Other common failure modes:
- Mispronunciations that weren’t caught by the replacements dictionary
- Random tonal shifts—the voice suddenly sounding flat or oddly emphatic
- Stuttering or repetition on certain phoneme combinations
- Occasional language drift—the model generating a phrase in another language, seemingly at random
The only fix for these issues was to manually listen back, identify the bad segment by index number, and regenerate:
# Re-generate specific parts that didn't come out right
for part in [15]:
script.generate_audio_part(part)
Problem 4: Badly Written Sentences
This one surprised me. When I fed in a sentence that was poorly constructed—a clause in the wrong order, or something that read awkwardly—the model would sound confused. Not in a dramatic way, just slightly off. The pacing would be uncertain, the emphasis misplaced.
At first I thought this was a model problem. Then I reread the sentence and realised it was genuinely confusing. Rewriting the script to be cleaner fixed it.
This turned out to be an unexpected benefit of the whole process. Having to listen critically to every sentence forced me to notice where my scripts were unclear. Whether I use AI voiceover or not, the scripts are better for it.
Combining the Segments
Once all the individual parts were good, they get stitched together using pydub with a one-second pause between each segment:
def combine(self):
files = glob.glob(os.path.join(self.folder, "*.mp3"))
files.sort()
pause = AudioSegment.silent(duration=1000)
combined = AudioSegment.from_mp3(files[0])
for f in files[1:]:
combined += pause
combined += AudioSegment.from_mp3(f)
combined.export(f"combined/{self.folder}.mp3", format="mp3")
Was It Worth It?
Honestly? It’s roughly the same amount of time as recording myself.
The generation itself is fast, but the iteration loop—generate, listen, spot the problem, fix the replacement dictionary or rewrite the sentence, regenerate—adds up.
For technical content in particular, there are enough edge cases in pronunciation that you can’t just fire-and-forget.

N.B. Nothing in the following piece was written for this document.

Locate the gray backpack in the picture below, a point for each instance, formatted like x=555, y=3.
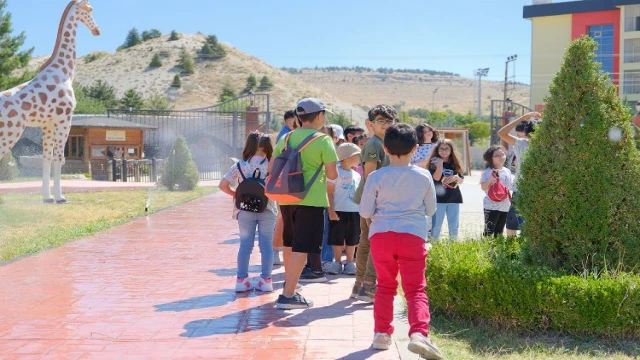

For production-grade instructional videos, I’d still choose to record myself. If the time it takes is similar, then it’s good practice for speaking in general.
As models improve, and computer control becomes more prominent, this is an idea I want to revisit. For now, I will be hitting record instead.
You can try this yourself by heading to the repository at github.com/adam-cowley/elevenlabs-experiment. You will need an ElevenLabs API Key and a Voice ID.
I generated my own voice, but they also offer a library of pre-built voices.